In short – a budget is all the money you have coming in and all the money you spend. Once you get more money coming in than going out, you have a surplus. To get there you may have to save harder, work longer hours or rise through the ranks, but we work hard for our money, and financial planning is simply making sure that ‘surplus’ money then works hard for you. Small changes now can create big changes in your future & your opportunities.
What are your goals?
Like with any good plan, you need to know where you are headed. It could be: Retire by 65 to spend time with my grandkids. Have a career change at age 60 so I can do something to give back more. Be able to pay for half of each of our children’s university education so they don’t come out with too much debt. Buy the small place by the sea we have always dreamed of.
And they may change.
No plan survives contact with the enemy. But having a plan at least steers you in the right direction. When you start planning/looking at goals you will probably be in one of these buckets:-
You need to make some changes to your financial plan in order to achieve the goals (earn more, spend less, save/invest more)
You are on track to realise these goals. Stay disciplined and keep going as you are. You are doing better than expected so you might be able to retire earlier, buy the cottage sooner or help your kids more.
How do I build my plan?
A financial plan is like a business plan – the business being you and your family. And in a business, when you draw up accounts two things you have are a balance sheet (which shows all of your assets and liabilities), and a cash flow statement which shows how your cash position moves year on year.

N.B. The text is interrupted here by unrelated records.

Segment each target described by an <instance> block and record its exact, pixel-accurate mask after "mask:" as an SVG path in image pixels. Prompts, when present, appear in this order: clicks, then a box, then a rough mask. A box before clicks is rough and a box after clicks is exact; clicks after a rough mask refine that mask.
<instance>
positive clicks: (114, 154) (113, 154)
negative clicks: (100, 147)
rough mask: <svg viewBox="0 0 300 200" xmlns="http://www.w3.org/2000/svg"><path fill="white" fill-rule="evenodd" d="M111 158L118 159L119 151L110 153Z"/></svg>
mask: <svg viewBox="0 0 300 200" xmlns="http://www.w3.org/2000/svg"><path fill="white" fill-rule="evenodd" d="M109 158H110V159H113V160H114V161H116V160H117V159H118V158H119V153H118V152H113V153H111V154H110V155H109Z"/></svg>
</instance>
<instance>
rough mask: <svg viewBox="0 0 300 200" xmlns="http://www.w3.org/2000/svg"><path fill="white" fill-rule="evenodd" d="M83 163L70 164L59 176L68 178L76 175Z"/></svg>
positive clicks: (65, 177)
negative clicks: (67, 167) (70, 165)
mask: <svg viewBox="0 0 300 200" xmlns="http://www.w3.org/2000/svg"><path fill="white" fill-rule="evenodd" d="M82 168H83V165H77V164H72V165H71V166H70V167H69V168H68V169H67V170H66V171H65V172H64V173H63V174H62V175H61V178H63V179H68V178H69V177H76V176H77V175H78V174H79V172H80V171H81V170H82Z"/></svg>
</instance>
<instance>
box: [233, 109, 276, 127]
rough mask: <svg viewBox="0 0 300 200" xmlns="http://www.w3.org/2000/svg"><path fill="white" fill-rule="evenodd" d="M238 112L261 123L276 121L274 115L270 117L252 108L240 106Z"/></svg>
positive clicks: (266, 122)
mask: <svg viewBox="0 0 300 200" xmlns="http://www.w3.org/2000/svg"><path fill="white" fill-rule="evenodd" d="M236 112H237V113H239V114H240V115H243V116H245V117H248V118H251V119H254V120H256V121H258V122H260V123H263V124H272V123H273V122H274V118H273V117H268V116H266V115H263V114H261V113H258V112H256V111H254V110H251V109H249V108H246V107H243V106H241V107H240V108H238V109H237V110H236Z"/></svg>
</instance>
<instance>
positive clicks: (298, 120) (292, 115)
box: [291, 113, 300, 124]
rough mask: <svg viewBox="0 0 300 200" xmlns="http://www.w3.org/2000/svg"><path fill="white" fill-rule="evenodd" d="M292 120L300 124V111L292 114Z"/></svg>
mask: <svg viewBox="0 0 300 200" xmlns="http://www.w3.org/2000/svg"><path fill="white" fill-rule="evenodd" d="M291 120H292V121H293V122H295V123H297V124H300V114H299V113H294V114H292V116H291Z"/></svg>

As an individual you can prepare a similar summary – listing your assets (your home, your cash savings, your pension and your investments); and your liabilities (your mortgage). Your budget will show your projected incomings and outgoings (income and expenditure), which hopefully gives you some kind of surplus year on year. Start with a simple spreadsheet, keeping it as uncluttered as possible to help ensure you can see the wood despite the trees. It should take into account:
· Income & expenditure – current (what you have now) and forecast (what you think you will have in the future) as well as spending, now and future.
· What you expect the rates of return on cash savings and investments to be (e.g. interest rates on a bank account)
· Tax rates on different types of investment (pension, ISA, general investments).
· The impact of inflation etc
When you have all this info you can see your whole financial picture and if you are you on track for your goals.
Depending on how comfortable you are with excel, or if you know someone who is, you can even run ‘what if’ scenarios to see how robust your plan is and assess the risks that might impact it. Some risks might be unknown – for example future redundancy or other loss of income. Other risks are already there – such as inflation.
9 steps to budgeting – a quick guide
1. Understand everything you spend money on. Look at spending throughout the whole year, inc. Netflix & football clubs. Open all the bills & leave nothing out. Use bank statements to review the last year and spot things you may have missed.
2. Look forward – how are these costs likely to increase over the next year? Inflation/price rises need to be added into your budget as well as any new costs you have coming up, like additional childcare or increased mortgage payments.
3. Compare all your costs/outgoings against your income. Not how much you earn but what lands in your bank account each payday. Are you living within your means? Or not? Be honest with your current situation.
4. Take the easy wins – cancel unused or unnecessary direct debits and standing orders. Renegotiate phone contracts, broadband, insurance. Haggle!
5. Reduce costs – some obvious ones like where you shop, what you buy, limit energy use, subscriptions, social stuff. Also think about longer term savings like smaller car, cost of rent etc.
6. Prioritise – list all your outgoings as either essential or non-essential. Order non-essential in priority – what would you be prepared to cut first?
7. Set a budget on non-essential spend by type so clothes, food, social, travel. Stick to your budget.
8. Review how you’re getting on. Be honest with yourself and your partner. If it’s not working, talk about what’s difficult. What have you splurged on that you shouldn’t? See if you need to reallocate budgets (e.g. more on social, less on clothes).
9. Evolve your budget into a full financial plan. Once you are in a good place day to day start to build your emergency fund and even your pension and savings. You can speak to an independent financial adviser or go the sites listed above.